Look Ahead / Delay Compensation best practice?

Hi,
So I’ve implemented lookAhead in my plugin, and so far it works pretty well! But my method of doing so feels… very basic and dangerous.

Basically, first thing in processBlock is reading the buffer into a FIFO. I have a value that iterates, and once it reaches a certain value, my processing starts.

if (lookAheadReached == false)
    lookAheadPosition += bufferLength;//This determines delay time before pushing FIFO buffers to output.

//Push buffer to FIFO
FIFO->addToFifo(buffer, bufferLength);

if (lookAheadPosition > delayCompensationSamps) //if enough delay has passed to push FIFO buffer to output
{
    lookAheadReached == true;
    FIFO->readFromFifo(lookAheadBuf, bufferLength);
    //...Start the processing

Does anyone have a better method of doing this? It does the job, but I’m trying to make my code more efficient and it feels like this is my main area of improvement.

Also, I hope this code also helps someone trying to do the same thing, I couldn’t find too much on lookAhead on here so I just figured it out on my own.

Thanks in advance!

If I understand it correctly, the problem you’re trying to solve there is that some data must be present in the FIFO so you have something to read, right?

The easiest way when using a FIFO logic for the delay is to push delayCompensationSamps zeros into the FIFO upon initialization. Then you can skip all those ifs and tracking the amount of written samples. Just write and read to/from the FIFO and the behavior will be basically as if the thing has been running forever.

3 Likes

Did you see this? SimpleCompressor: JUCE processor with article of how to implement look-ahead

2 Likes

I have no idea how I missed this, gotta work on my forum searching props. Thanks for this, saved!

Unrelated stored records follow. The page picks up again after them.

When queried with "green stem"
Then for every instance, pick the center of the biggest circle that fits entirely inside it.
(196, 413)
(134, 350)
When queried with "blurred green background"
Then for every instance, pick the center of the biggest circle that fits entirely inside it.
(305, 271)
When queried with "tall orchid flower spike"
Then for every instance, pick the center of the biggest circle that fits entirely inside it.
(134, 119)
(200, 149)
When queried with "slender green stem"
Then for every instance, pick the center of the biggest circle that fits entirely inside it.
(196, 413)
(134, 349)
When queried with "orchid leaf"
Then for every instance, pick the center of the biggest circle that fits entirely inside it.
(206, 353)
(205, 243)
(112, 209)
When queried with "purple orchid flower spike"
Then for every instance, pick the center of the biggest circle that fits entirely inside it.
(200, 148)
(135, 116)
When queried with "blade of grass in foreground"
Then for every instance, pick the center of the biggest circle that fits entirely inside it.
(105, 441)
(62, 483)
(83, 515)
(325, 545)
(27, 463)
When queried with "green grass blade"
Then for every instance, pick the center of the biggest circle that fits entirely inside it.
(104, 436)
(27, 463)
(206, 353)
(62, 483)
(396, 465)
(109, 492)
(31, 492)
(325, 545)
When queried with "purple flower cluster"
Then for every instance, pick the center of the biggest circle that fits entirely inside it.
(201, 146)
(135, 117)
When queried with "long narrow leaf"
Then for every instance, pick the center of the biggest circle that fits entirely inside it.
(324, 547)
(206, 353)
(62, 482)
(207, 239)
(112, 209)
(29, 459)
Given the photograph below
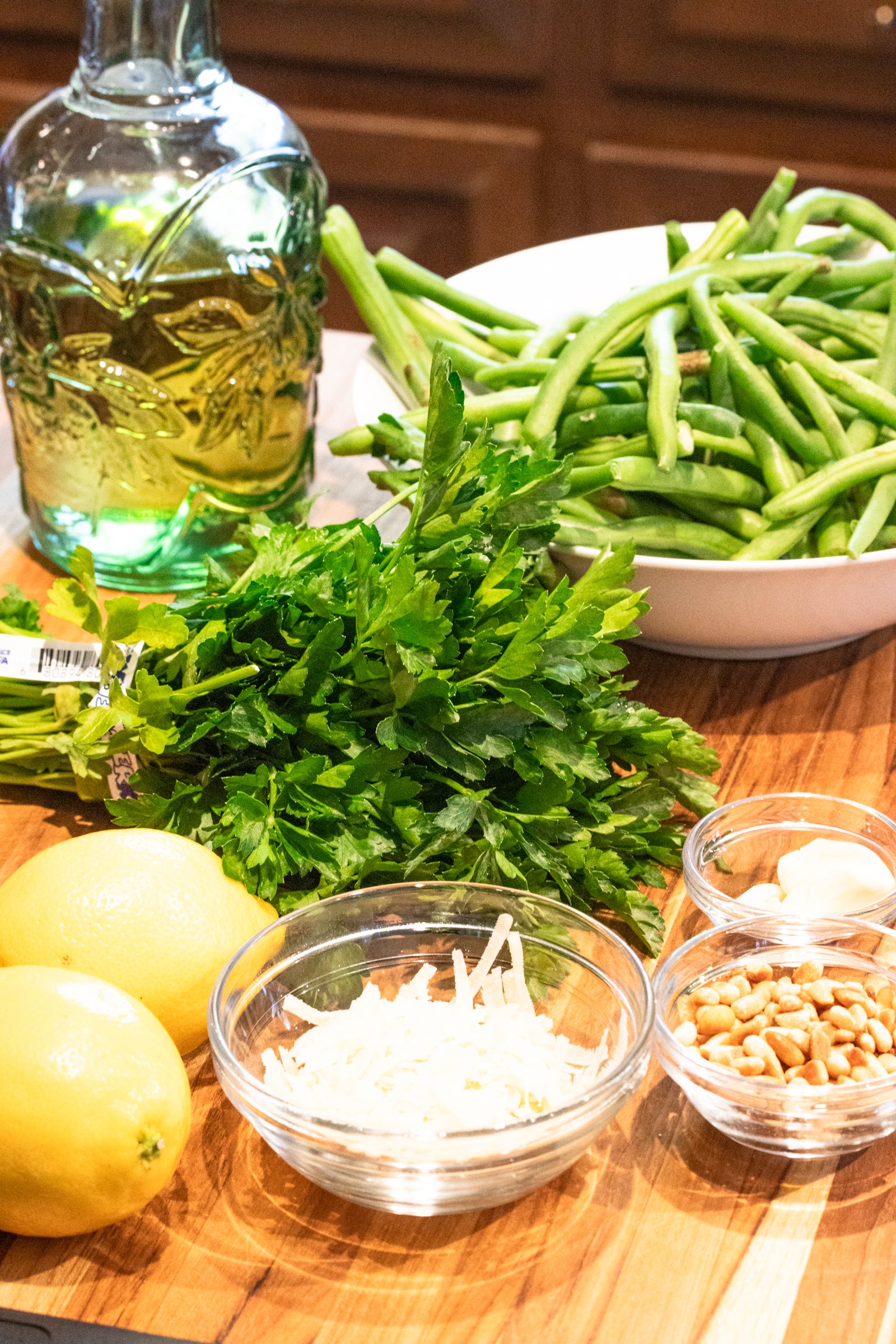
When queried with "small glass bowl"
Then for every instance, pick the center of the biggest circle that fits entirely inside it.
(739, 846)
(819, 1123)
(581, 973)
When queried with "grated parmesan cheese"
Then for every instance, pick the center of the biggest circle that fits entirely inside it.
(417, 1063)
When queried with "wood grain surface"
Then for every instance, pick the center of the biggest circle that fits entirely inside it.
(665, 1233)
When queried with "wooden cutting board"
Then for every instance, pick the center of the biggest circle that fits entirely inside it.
(665, 1233)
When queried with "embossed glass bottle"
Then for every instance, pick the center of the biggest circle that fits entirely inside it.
(159, 300)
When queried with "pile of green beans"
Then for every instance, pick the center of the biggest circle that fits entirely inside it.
(743, 408)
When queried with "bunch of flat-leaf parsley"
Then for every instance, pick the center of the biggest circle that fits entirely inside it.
(349, 713)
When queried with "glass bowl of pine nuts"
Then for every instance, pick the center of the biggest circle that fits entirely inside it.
(782, 1035)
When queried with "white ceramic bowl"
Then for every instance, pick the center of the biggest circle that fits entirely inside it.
(718, 609)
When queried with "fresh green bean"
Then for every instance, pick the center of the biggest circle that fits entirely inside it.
(834, 321)
(823, 488)
(403, 350)
(874, 516)
(778, 539)
(841, 242)
(664, 388)
(595, 455)
(548, 340)
(851, 274)
(776, 465)
(816, 402)
(595, 335)
(492, 408)
(696, 541)
(886, 371)
(787, 286)
(435, 326)
(726, 236)
(633, 418)
(641, 474)
(763, 222)
(765, 402)
(875, 299)
(833, 530)
(731, 518)
(819, 203)
(401, 273)
(676, 244)
(859, 391)
(738, 448)
(511, 342)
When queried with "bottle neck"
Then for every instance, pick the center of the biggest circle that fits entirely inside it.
(150, 53)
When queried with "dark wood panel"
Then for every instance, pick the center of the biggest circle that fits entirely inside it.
(631, 185)
(752, 49)
(448, 194)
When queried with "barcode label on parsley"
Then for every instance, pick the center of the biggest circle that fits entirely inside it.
(48, 660)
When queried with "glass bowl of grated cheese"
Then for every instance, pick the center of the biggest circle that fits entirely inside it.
(800, 857)
(432, 1047)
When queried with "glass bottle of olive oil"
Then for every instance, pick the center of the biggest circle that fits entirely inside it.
(159, 300)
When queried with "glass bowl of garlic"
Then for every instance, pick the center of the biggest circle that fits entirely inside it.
(797, 857)
(432, 1047)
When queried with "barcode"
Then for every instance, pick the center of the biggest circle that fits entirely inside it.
(58, 662)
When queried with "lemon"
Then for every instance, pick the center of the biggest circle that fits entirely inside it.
(147, 911)
(95, 1103)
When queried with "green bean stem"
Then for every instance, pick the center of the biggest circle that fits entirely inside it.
(816, 402)
(776, 465)
(660, 534)
(726, 236)
(874, 516)
(763, 222)
(641, 474)
(665, 381)
(859, 391)
(778, 539)
(595, 335)
(403, 348)
(435, 326)
(762, 395)
(823, 488)
(833, 531)
(401, 273)
(819, 203)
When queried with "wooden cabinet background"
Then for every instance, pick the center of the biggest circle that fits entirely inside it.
(461, 129)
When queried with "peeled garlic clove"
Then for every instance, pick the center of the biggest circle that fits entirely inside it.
(833, 877)
(765, 895)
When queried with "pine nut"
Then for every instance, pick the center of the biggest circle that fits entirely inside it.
(837, 1065)
(762, 1050)
(715, 1018)
(727, 993)
(819, 1045)
(821, 993)
(785, 1049)
(749, 1066)
(749, 1006)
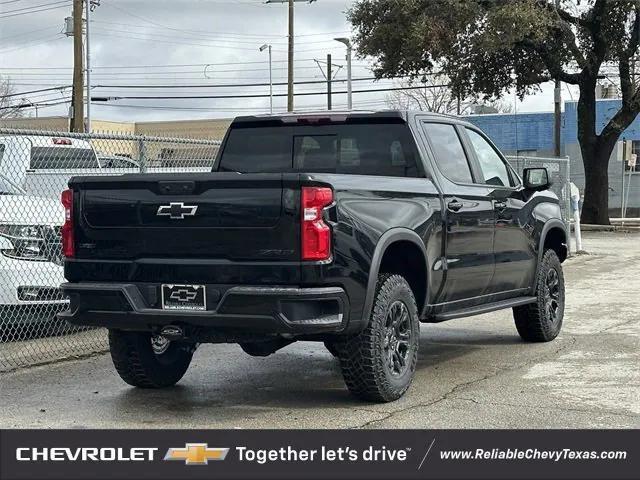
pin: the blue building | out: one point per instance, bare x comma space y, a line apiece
531, 134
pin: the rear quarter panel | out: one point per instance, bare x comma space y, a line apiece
365, 208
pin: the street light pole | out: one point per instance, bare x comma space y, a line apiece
347, 43
262, 48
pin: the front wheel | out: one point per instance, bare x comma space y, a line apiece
379, 363
148, 361
541, 321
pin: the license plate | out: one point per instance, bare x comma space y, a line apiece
184, 297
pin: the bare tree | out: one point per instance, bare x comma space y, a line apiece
9, 104
433, 94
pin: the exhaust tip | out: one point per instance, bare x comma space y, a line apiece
172, 332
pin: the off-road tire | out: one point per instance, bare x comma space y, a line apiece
363, 358
541, 321
333, 349
138, 365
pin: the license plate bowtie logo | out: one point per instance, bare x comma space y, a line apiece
183, 294
177, 210
196, 454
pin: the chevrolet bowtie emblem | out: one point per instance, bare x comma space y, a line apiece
176, 210
196, 454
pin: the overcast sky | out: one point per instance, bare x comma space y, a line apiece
166, 43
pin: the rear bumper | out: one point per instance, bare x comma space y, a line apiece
247, 309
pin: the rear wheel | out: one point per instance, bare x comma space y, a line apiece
541, 321
148, 361
379, 363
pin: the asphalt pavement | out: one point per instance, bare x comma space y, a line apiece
471, 373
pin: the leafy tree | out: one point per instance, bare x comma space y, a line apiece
486, 47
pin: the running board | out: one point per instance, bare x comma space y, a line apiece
480, 309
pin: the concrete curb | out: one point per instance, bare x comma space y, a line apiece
609, 228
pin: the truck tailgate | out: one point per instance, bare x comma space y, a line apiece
204, 216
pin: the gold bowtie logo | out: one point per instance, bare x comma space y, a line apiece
196, 454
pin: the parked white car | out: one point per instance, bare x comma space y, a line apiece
42, 166
30, 257
33, 172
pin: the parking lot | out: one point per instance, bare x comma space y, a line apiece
472, 373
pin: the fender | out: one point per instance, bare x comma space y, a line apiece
548, 225
387, 238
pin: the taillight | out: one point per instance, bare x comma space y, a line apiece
68, 245
316, 235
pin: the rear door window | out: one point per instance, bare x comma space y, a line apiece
450, 156
359, 149
494, 169
56, 158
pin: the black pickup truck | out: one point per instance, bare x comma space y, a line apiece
344, 228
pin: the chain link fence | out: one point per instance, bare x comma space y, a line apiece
35, 167
559, 174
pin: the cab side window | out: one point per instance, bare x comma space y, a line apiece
494, 170
447, 148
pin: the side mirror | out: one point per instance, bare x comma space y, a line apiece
536, 179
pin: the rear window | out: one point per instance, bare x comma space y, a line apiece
56, 158
364, 149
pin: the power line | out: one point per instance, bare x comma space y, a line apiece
237, 85
67, 4
61, 87
203, 97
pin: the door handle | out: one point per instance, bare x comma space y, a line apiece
454, 205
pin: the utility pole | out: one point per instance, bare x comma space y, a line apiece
290, 49
88, 69
557, 114
77, 121
347, 43
290, 60
262, 49
328, 81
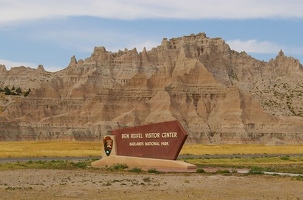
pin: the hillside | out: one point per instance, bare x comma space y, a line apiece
218, 95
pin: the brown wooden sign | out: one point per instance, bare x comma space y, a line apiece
160, 140
108, 145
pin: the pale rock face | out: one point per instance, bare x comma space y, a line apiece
217, 94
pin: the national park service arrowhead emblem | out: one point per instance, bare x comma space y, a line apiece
108, 145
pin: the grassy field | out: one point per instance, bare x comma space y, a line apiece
49, 149
232, 149
77, 148
263, 162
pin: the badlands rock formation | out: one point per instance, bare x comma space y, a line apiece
219, 95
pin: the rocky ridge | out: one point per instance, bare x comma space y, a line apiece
219, 95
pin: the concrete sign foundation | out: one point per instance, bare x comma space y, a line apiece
161, 140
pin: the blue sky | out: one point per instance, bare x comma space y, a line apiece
50, 32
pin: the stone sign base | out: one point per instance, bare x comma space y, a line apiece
146, 163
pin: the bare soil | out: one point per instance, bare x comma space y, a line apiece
89, 184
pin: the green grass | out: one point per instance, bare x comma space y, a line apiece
53, 164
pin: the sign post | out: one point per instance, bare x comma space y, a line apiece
149, 146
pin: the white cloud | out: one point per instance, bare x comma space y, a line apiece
16, 11
263, 47
254, 46
9, 64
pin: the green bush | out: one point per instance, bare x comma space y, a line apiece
200, 170
136, 170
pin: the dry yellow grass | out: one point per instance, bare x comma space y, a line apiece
49, 149
77, 148
201, 149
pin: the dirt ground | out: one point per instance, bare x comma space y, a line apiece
86, 184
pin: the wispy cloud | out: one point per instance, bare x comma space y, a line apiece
254, 46
9, 64
16, 11
265, 47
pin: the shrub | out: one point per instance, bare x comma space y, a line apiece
154, 171
200, 170
136, 170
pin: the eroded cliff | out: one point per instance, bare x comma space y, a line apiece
219, 95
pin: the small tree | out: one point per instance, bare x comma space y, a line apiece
27, 92
18, 90
7, 91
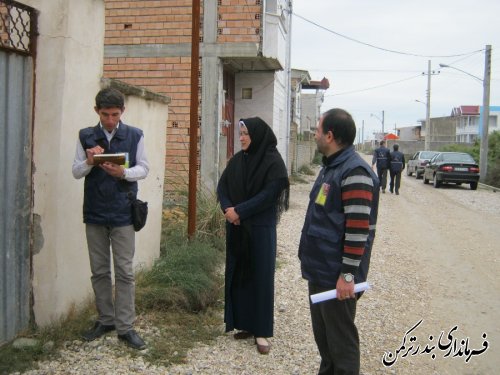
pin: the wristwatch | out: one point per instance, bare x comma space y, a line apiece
348, 277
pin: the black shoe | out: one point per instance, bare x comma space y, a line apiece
132, 339
97, 331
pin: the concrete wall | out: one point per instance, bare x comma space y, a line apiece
68, 70
69, 67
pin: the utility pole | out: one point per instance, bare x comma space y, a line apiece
363, 132
193, 118
483, 154
428, 110
383, 133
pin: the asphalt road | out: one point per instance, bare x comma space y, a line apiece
449, 238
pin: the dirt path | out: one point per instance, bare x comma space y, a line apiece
448, 240
435, 266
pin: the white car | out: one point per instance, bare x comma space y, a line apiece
418, 162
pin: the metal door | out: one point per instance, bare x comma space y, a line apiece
17, 31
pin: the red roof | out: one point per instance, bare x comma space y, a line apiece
391, 136
466, 110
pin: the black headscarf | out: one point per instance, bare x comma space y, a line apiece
249, 171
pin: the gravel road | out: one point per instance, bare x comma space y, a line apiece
435, 261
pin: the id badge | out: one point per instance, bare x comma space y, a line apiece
322, 194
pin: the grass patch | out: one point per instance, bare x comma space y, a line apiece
180, 296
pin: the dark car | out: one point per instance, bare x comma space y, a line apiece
418, 162
454, 167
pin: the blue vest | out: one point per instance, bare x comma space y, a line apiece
105, 199
397, 161
322, 240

I did exactly what you said and it worked! God bless.

Quick question though, upon initialization, do you mean in the constructor? Currently I push these samples in prepareToPlay and it’s working fine, but perhaps there will be unforeseen issues with this.

Thanks so much, JUCE forums always seem to deliver!

I didn’t fully read the code but ‘prepareToPlay’ is the right place to allocate / zero buffers.
Keep in mind look a head might be sample agnostic so each sample rate change would mean different buffer size.

2 Likes

Yeah, prepareToPlay is the right place. And don’t forget to clear the buffer before pushing zeros. Otherwise, if prepareToPlay is called multiple times during lifetime, the lookahead will add up each time.